Only the pseudo- private data of acquisition for mobile terminal cannot be identified and use, and therefore, it is preset that each mobile terminal will be based on its own
Attribute information obtains pseudo- private data, the corresponding pseudo- private data of the first application program stored in adaptation services device.Wherein, originally
Mobile terminal described in inventive embodiments refers to the mobile terminal of Android android system.

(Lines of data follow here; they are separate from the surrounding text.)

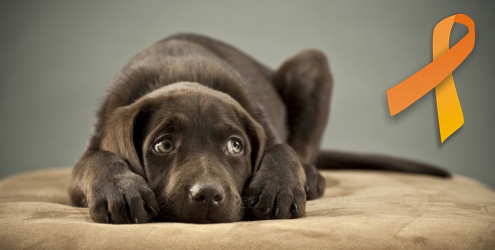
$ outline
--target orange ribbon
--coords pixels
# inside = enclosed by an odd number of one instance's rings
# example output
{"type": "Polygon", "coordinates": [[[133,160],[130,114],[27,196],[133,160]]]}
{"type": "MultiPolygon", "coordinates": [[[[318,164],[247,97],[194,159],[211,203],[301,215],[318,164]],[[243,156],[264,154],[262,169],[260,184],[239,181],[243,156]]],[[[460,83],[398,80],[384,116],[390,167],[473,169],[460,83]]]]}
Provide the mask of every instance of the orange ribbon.
{"type": "Polygon", "coordinates": [[[474,22],[471,18],[457,14],[440,21],[433,30],[433,61],[387,90],[390,115],[398,114],[435,88],[438,126],[443,143],[464,124],[452,71],[466,59],[473,47],[474,22]],[[466,25],[469,32],[449,49],[450,31],[454,22],[466,25]]]}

Mobile terminal obtains the pseudo- private data of the first application program based on preset attribute information to server, wherein, institute
The unit type that preset attribute information includes but is not limited to mobile terminal is stated, distinct device model corresponds to different-format or type
Pseudo- private data.Illustratively, it is assumed that the unit type of mobile terminal A is I3, and corresponding the first of mobile terminal A should
With entitled " the pseudo- private data 001 " of the pseudo- private data of program in the server, and the unit type of mobile terminal B is
The pseudo- private data of corresponding first application program of II3, mobile terminal B in the server it is entitled " pseudo- private data-
It is general ", if mobile terminal B obtains the pseudo- private data of entitled " pseudo- private data 001 ", mobile terminal B is can not
The private data is identified.Therefore, in order to ensure each mobile terminal accurately identify its obtain pseudo- privacy
Data obtain the pseudo- private data of the first application program based on the unit type of mobile terminal to server.It these are only example
The citing of property, the embodiment of the present invention to the specific device type of mobile terminal and the file name of storage Pseudo private data without
It limits.
It should be noted that the pseudo- private data described in the embodiment of the present invention is the initialization data of the first application program,
The data when initialization data is not used for the first application program under normal conditions, i.e. the puppet private data are clear data,
The memory space of occupancy is 0KB.In embodiments of the present invention, a storage file in an application program corresponding server,
But storage form of the corresponding pseudo- private data of application program in mobile terminal and server is there may be difference, in server
During middle storage Pseudo private data, for the ease of unified management, usually using the storage Pseudo private data in a manner of database file;
In the terminal during storage Pseudo private data, the interface in order to beautify mobile terminal or the use convenient for user usually make
With the modes storage Pseudo private data such as interface, list, image.Illustratively, when the first application program is mobile terminal short message
When, it may be stored, be shown in the form of a list in the terminal, it in the server may be with the database of A.db
File is stored.The embodiment of the present invention to pseudo- private data in mobile terminal and server specific storage form without
It is specific to limit.
102nd, the store path of the corresponding true private data of the first application program of modification, and pseudo- private data is stored in
Under the former store path of true private data.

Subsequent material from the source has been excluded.